Through an understanding of basic mechanisms of health and disease and comparative biology of animal species, research conducted within the Midlothian Science Zone can enhance human health.
Public health problems caused by environmental contamination and emerging infectious diseases are a growing concern worldwide. These public health threats are affected by the relationship between people and the physical, chemical, and biological nature of our natural environments.
With its proximity to Edinburgh, the Midlothian region is supported by the critical mass of world-leading research, research excellence in a number of life science fields and a focus on collaboration as a means to advance research and commercialisation.
The area boasts access world-leading research organisations which include four universities and three university teaching hospitals that together house a further 11 institutes dedicated to the life sciences, in addition to the numerous centres of excellence.
This highly integrated life sciences community is structured to maintain a world-leading research position. This is managed through effective multidisciplinary research groups, research pooling and knowledge transfer which has made research in Edinburgh and the Lothians more efficient, more thorough and more innovative.
Midlothian and Human Health
One location, one health. Midlothian is a location of choice for its proximity to researchers in human health, covering a diverse range of research areas from stem cell research, through human diseases.

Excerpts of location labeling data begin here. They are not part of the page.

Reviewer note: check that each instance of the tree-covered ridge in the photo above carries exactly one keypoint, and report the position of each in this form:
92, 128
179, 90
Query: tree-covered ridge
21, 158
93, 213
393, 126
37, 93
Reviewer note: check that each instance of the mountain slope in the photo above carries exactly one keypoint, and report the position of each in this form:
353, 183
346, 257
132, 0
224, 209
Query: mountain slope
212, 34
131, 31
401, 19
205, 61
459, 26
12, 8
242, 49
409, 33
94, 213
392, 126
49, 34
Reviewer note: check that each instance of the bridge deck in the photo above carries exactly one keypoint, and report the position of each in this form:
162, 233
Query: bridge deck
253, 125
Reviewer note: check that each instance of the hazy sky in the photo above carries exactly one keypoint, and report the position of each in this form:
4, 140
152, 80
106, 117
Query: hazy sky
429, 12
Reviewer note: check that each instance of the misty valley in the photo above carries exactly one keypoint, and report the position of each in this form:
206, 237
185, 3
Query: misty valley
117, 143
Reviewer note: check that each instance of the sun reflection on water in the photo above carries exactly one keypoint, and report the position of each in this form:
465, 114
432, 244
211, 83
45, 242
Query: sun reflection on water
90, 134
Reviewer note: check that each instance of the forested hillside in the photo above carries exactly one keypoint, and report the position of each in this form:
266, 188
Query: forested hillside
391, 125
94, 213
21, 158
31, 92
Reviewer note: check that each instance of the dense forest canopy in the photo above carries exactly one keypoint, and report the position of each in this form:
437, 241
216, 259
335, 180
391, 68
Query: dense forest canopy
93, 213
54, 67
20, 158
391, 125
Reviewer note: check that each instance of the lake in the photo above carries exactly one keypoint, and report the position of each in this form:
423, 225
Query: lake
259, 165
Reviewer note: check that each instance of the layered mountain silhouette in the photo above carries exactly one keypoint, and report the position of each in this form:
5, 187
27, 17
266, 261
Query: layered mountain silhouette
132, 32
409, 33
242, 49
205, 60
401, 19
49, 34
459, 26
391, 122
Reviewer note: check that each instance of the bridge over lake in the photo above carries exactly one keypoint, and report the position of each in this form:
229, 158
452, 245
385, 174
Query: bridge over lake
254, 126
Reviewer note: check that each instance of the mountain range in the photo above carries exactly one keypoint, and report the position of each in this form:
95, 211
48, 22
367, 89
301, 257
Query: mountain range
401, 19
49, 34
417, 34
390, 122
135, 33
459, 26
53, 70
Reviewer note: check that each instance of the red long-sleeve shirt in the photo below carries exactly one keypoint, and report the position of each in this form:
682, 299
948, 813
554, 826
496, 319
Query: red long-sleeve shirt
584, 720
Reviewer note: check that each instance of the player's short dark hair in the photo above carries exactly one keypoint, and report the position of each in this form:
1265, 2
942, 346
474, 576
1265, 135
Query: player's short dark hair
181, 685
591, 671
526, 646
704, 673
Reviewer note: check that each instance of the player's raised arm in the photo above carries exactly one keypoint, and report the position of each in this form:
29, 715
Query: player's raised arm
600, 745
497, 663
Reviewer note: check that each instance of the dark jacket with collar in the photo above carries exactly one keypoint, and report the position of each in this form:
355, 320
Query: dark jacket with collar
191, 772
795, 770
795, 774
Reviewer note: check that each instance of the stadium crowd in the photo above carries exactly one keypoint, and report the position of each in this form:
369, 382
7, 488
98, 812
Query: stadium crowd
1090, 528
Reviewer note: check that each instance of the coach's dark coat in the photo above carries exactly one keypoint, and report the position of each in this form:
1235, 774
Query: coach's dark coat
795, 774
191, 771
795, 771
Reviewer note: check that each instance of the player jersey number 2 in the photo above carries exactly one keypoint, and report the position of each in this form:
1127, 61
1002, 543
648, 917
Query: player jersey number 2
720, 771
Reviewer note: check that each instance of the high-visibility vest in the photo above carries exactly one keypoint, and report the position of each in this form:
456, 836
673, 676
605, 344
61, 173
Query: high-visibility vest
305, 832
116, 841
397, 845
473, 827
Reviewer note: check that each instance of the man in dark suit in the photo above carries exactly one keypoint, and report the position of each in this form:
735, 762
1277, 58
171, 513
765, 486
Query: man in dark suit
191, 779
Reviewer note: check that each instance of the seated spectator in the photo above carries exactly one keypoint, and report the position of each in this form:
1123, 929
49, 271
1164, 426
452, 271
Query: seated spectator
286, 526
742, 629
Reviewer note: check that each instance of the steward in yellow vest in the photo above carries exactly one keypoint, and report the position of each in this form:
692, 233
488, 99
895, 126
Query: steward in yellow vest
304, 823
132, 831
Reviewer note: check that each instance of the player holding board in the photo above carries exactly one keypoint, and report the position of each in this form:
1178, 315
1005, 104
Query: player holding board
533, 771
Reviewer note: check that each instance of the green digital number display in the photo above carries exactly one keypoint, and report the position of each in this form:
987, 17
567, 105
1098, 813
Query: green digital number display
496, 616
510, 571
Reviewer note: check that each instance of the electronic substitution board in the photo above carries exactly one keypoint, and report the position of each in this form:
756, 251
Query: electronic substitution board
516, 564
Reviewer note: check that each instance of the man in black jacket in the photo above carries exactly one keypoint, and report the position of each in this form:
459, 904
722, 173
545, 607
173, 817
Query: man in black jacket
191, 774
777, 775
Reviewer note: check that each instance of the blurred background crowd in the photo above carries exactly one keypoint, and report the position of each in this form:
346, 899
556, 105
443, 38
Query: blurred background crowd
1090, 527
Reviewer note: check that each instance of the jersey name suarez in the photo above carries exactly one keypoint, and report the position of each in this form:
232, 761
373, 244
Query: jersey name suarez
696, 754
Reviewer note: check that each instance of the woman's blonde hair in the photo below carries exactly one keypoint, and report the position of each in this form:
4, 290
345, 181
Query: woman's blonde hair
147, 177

The University of Edinburgh undertakes research into important areas of medical research that are relevant to life today, and aims to understand, alleviate and eradicate the disease and health problems of modern society. Edinburgh excels at research into inflammation, cardiovascular disease, reproductive biology, immunology, cancer, infectious disease and neuroscience.
Genetics research aims to identify the molecular and cellular mechanisms underlying normal human development and disease through world-leading research. This includes the use of modern technology to advance research into genetic manipulation and epigenetics.
Edinburgh Genomics is the largest academic sequencing facility in Europe, catering for whole genome sequencing of human and animal genomes as well as an exceptional range of bespoke genomic applications from ChIp-seq, RNA-seq and targeted sequencing, to long-read sequencing of small and large genomes.
This leading-edge technology places Edinburgh and the Lothians at the forefront of the revolution in genome technology and information and is driving a sea-change in biomedical research, clinical practice and agricultural breeding strategies.
Stem Cell Research
Stem cell research and regenerative medicine have the potential to significantly impact on a broad range of life science subjects.
The MRC Centre for Regenerative Medicine (CRM) is a research institute based at the University of Edinburgh. Scientists and clinicians study stem cells, disease and tissue repair to advance human health.
The Centre is based at the Scottish Centre for Regenerative Medicine (SCRM) building, on the Edinburgh BioQuarter campus next to the Royal Infirmary Hospital and the University's Clinical Research facilities. With new state-of-the-art facilities and a 230+ team of scientists and clinicians, CRM is positioned uniquely to translate scientific knowledge to industry and the clinic.
Research and Development
Scotland has emerged as world-leader in many fields including cancer research, cardiovascular research, neuroscience, genomics, proteomics and bioinformatics, signal transduction biology, stem cell research, virology and immunology.
From broad life science fields to specialist life science subjects, Edinburgh and the Lothians is exceptional at a number of areas with a major focus on human health.
The Queen's Medical Research Institute (QMRI), one of five research institutes at the College of Medicine and Veterinary Medicine, is a world class clinical research facility addressing major disease challenges. Research is broadly focussed on normal and diseased cells and inflammation and tissue repair.
The drug discovery industry is evolving rapidly, this evolution is stimulated by increased accessibility of new technologies such as next generation sequencing, systems biology and imaging that enhance our ability to interrogate complex biological systems.